Être pathologiste à Gustave Roussy, c’est bénéficier d’un accès privilégié à la recherche, aux découvertes et aux innovations les plus récentes. Avec environ 50 000 patients accueillis chaque année, l’Institut dispose d’importantes cohortes pour le développement de nouveaux projets scientifiques. Le service de pathologie et de biologie médicale, parmi les plus grands de France et le plus vaste du réseau Unicancer, s’étend sur 5 000 m². Il réunit entre autres 15 pathologistes seniors, six internes, 25 techniciens de laboratoire et trois techniciens en recherche clinique. Chaque année, environ 200 000 lames histologiques y sont lues, et de nombreux centres sollicitent l’expertise de Gustave Roussy pour un second avis. L’Institut mène également des projets de recherche novateurs, tels que MOSAIC et PortrAIt, développant des outils l’intelligence artificielle en lien avec de nombreux anatomo-pathologistes.

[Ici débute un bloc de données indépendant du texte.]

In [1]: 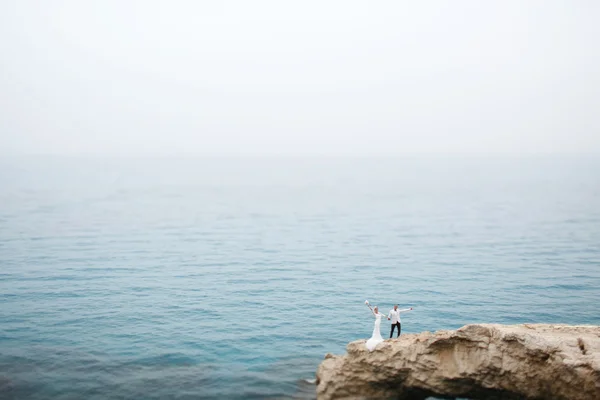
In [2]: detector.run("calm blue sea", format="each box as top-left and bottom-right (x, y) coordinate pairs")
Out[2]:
(1, 156), (599, 400)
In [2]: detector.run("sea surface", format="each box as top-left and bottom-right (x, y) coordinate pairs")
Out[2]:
(1, 156), (599, 400)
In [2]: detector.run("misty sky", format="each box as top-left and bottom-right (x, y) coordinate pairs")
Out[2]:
(1, 1), (599, 156)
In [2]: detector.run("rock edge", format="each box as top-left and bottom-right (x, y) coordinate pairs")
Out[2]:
(316, 324), (600, 400)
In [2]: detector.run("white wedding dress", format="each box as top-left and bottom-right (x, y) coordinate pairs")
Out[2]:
(366, 312), (385, 351)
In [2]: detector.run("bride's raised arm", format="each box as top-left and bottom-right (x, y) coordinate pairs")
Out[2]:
(365, 301), (384, 317)
(367, 305), (375, 316)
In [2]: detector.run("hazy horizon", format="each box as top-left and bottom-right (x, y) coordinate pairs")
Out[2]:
(1, 1), (599, 157)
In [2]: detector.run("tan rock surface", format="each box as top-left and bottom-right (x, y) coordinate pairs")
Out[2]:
(316, 324), (600, 400)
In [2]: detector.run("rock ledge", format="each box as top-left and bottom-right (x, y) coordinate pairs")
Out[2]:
(316, 324), (600, 400)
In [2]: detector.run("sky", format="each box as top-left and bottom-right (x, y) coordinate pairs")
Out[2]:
(0, 0), (599, 156)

Pourtant fille d’une anatomo-pathologiste, mon premier choix ne s'est d’abord pas porté sur cette spécialité pour mon internat. J’y suis venue pour des raisons personnelles, et bien qu’il m’ait été difficile de quitter la pratique clinique, j’ai été accompagné par des pathologistes chevronnés qui m’ont démontré qu’un bon diagnostic est indispensable pour sauver de nombreux patients. L’anatomo-pathologie est un rouage indispensable et incontournable dans le système médical et peut également apporter un épanouissement professionnel important : il s’agit d’une spécialité très complète, qui pourrait être comparée à la médecine interne exercée dans le laboratoire. De plus, elle offre de nombreuses possibilité de faire de la recherche.

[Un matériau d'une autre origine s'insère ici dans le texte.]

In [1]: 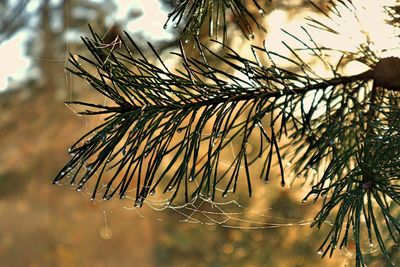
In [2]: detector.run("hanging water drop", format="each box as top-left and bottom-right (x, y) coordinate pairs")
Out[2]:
(317, 249), (324, 255)
(149, 189), (156, 196)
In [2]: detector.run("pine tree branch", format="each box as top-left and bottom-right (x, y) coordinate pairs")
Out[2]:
(165, 0), (268, 42)
(54, 20), (400, 265)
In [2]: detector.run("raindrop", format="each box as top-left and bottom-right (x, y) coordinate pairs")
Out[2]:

Le Pr Roussy s’inscrit dans une lignée d’éminents pathologistes ayant émergé en France au début du 20e siècle. Ils avaient pour point commun d’avoir une formation initiale de clinicien, et de s’être tournés vers l’analyse des tissus ou des cellules pour mieux comprendre les causes des maladies. C’est ainsi que le Pr Roussy, d'abord neurologue, s’est tourné vers l’anatomo-pathologie, afin de comprendre et caractériser les lésions pour mieux guérir les patients. Visionnaire, il a ensuite fondé le premier centre français dédié à la prise en charge des patients atteints de cancer, persuadé que la pathologie est indispensable pour mieux appréhender la physiologie de cette maladie. Habitué à appréhender la maladie à travers ses causes, le Pr Roussy va penser cet institut comme un foyer d’investigation et de recherche, qui continue 90 ans plus tard à faire rayonner l’héritage de son fondateur. Preuve de l’importance de cette spécialité dans la cancérologie moderne, le Pr Roussy n’est pas le seul pathologiste à avoir légué son nom à un Centre de lutte contre le cancer : l’Oncopole de Toulouse porte le nom de Claudius Regaud, éminent histologiste. Nous, pathologistes, avons donc ce privilège d’être à l’interface de la clinique et de la recherche, ce qui rend notre vision de la médecine riche et incroyablement passionnante.